Move block of memory

void *memmove(void*, const void*, size_t)

mempcpy

Copy bytes in memory

void *mempcpy(void*, const void*, size_t)

memrchr

Find character (reverse)

void *memrchr(const void*, int, size_t)

memset

Set bytes in memory

void *memset(void*, int, size_t)

strcmp

Compare two strings

int strcmp(const char*, const char*)

strcpy

Copy one string to another

char *strcpy(char*, const char*)

strlen

Length of string

size_t strlen(const char*)

strncmp

Compare part of two strings

int strncmp(const char*, const char*, size_t)

strnlen

Length of fixed-size string

size_t strnlen(const char*, size_t)

swab

Exchange adjacent bytes

void swab(const void *, void *, ssize_t)

To obtain the libfreevec library, go to www.freevec.org and click the download link on the left.

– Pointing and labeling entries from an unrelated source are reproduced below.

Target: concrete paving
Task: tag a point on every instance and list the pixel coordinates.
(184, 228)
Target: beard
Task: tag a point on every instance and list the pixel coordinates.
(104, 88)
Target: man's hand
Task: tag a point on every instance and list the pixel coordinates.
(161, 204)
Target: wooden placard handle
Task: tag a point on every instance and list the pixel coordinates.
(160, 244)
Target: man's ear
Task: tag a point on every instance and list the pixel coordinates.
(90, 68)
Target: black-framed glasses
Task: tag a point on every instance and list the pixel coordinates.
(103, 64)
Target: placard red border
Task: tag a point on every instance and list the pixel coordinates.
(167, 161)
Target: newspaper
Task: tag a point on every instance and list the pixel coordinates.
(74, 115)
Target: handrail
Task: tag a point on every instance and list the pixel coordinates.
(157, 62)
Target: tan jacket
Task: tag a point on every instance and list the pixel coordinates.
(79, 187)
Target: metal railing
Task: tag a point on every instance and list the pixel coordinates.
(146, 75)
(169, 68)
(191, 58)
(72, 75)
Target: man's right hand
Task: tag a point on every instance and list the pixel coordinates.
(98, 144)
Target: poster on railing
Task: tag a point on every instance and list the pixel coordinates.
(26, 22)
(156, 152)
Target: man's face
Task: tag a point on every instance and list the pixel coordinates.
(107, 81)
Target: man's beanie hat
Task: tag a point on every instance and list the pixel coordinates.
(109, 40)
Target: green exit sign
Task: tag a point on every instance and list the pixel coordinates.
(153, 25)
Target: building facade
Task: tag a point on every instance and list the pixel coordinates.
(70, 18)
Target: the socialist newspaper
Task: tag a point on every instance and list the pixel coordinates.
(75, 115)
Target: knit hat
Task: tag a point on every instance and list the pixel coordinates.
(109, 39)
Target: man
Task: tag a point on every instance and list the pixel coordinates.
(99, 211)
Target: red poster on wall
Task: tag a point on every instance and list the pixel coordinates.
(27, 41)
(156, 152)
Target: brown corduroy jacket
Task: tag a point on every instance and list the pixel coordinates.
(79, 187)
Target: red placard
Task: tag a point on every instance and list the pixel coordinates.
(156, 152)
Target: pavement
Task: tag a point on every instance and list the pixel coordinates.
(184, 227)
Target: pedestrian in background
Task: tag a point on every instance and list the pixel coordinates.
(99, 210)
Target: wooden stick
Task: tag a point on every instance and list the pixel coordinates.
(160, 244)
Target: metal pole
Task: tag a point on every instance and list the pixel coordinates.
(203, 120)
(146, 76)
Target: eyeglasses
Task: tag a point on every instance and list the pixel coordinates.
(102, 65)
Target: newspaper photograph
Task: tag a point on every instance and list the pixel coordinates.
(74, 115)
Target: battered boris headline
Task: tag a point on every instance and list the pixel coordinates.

To install libfreevec on your system, unzip the file into a directory, change to the directory, and modify permissions as needed. Then enter

./configure

and once the makefile is created, enter

make

This builds the libfreevec.a and libfreevec.so libraries and places them in the directory src/.libs.

The src/macros directory holds a series of header files, each containing macros that perform vector operations. This section discusses a few of these macros as they are used in two libfreevec functions: memcpy and strcmp.

memcpy

The scalar memcpy(void* dst, const void* src, size_t len) function is faster than copying values in a for loop, and the vectorized memcpy() is even faster. The libfreevec function works differently depending on whether the size of the transfer, len, is less than 4, less than 16, less than 32, less than 64, or larger than 64. This explanation discusses how memcpy transfers block sizes larger than 64.

The first concern is memory alignment. After prefetching the src and dst locations into memory, memcpy transfers bytes from src to dst and increments the dst pointer until it falls on a word-aligned boundary. This is performed by the libfreevec macro, MEMCOPY_FWD_UNTIL_DEST_IS_WORD_ALIGNED, whose code is shown here:

#define MEMCPY_FWD_UNTIL_DEST_IS_WORD_ALIGNED(d, s, len)
{
  int dstal = ((uint32_t)d) % sizeof(uint32_t);
  switch (dstal) {
  case 1:
    *d++ = *s++;
  case 2:
    *d++ = *s++;
  case 3:
    *d++ = *s++;
    len -= sizeof(uint32_t) -dstal;
  }
}

This macro doesn’t store unaligned data into vectors like the code in Listing 9.1. It copies individual bytes from the source to the destination until the destination address reaches a word boundary.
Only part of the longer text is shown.